We provide here summary plots from HPQCD’s calculations that demonstrate the physics impact of lattice QCD. We also include world summary plots where appropriate.

## Meson masses and decay constants

The plot below shows the masses of "gold-plated" mesons comparing HPQCD results to experiment (an update of a figure that appeared in [1]). Gold-plated mesons are those that are narrow with no strong two-body decay mode and so are well-characterised experimentally. Note that some of our results were predictions made ahead of experimental confirmation, and some are predictions awaiting experimental results.

The summary below of results for meson decay constants (from [2]) complements that above for meson masses. The meson decay constant is the amplitude for the quark and antiquark inside a meson to annihilate to a $W$ boson (in the case of an electrically charged pseudo scalar meson) or to a photon (in the case of an electrically neutral vector). As with the meson masses above, this is a quantity that can be determined from lattice QCD and compared accurately to experiment as a stringent test of the Standard Model. For annihilation to a $W$ boson this also requires knowledge of (or can be used to determine) the Cabibbo-Kobayashi-Maskawa matrix elements that couple quarks to $W$ bosons.

More detail on decay constants of $B$ and $B_s$ mesons is given below, where HPQCD results from [3] are the world’s best. We use improved Nonrelativistic QCD [4] for the $b$ quark and the Highly Improved Staggered Quark action [5] for the light quarks.

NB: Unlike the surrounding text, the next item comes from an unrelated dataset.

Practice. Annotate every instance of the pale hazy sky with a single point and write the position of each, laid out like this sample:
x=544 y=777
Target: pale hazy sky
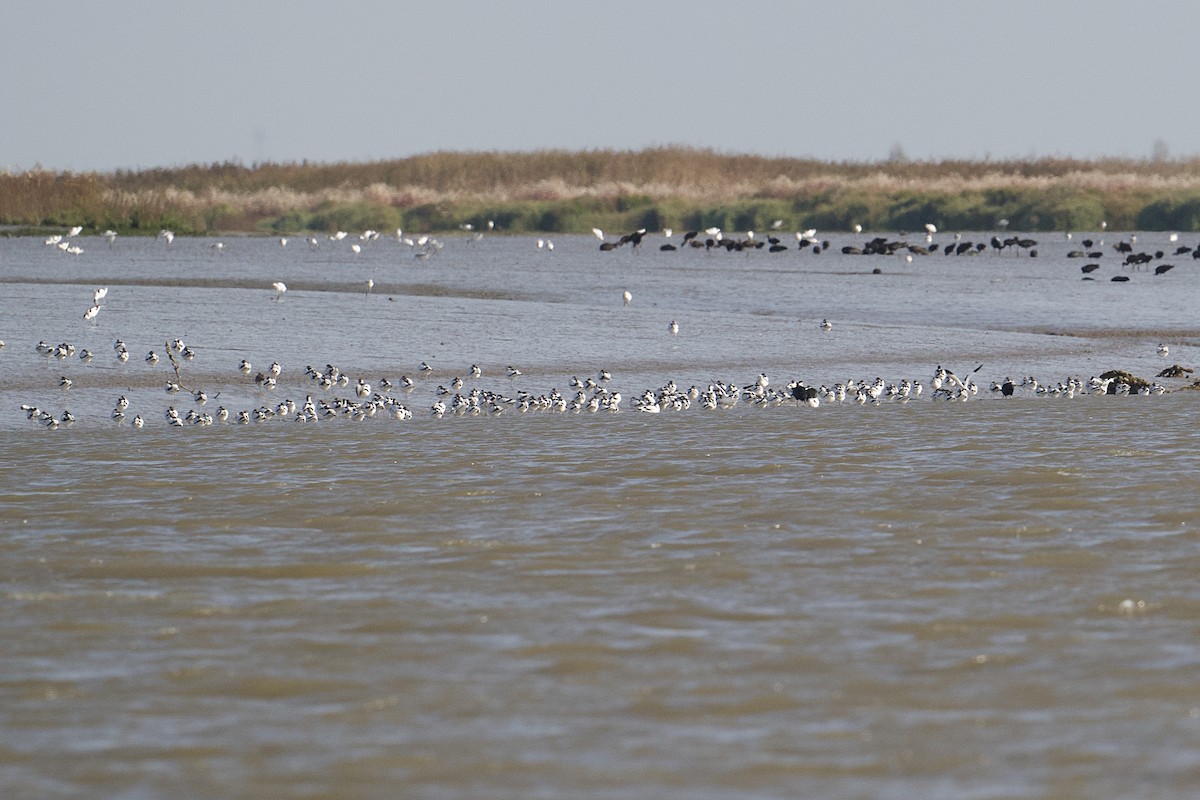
x=90 y=85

We include $u$, $d$, $s$ and $c$ quarks in the sea with $u/d$ quarks at their physical masses for the first time.

More detail on $K$ and $\pi$ decay constants is shown below for HPQCD results from [6] showing how small the discretisation effects are for the Highly Improved Staggered Quark action being used here. Blue points correspond to a lattice spacing of 0.15 fm, green to 0.12 fm and red to 0.09 fm. The x-axis is proportional to the $u/d$ quark mass and note that there are lattice QCD results at physical $u/d$ masses. Black points indicate the experimental value for the pi meson decay constant. This is used to fix the lattice spacing in the lattice QCD calculations. The lattice QCD calculation of the $K$ meson decay constant is used, with experiment, to determine the CKM element $V_{us}$.

We have also developed methods for determining decay constants for mesons containing heavy ($b$ and $c$) quarks using the Highly Improved Staggered Quark action. The advantage of this is that the HISQ action has chiral symmetry and so the decay constant is absolutely normalised. See [7], [8] and [9]. This allows us to calculate the decay constant as a function of the mass of the heavy quark (using as a proxy for this the mass of the pseudoscalar meson made of heavy quark and antiquark). The plot below shows the results for this, contrasting results for heavyonium mesons with those of heavy-charm mesons and heavy-strange mesons.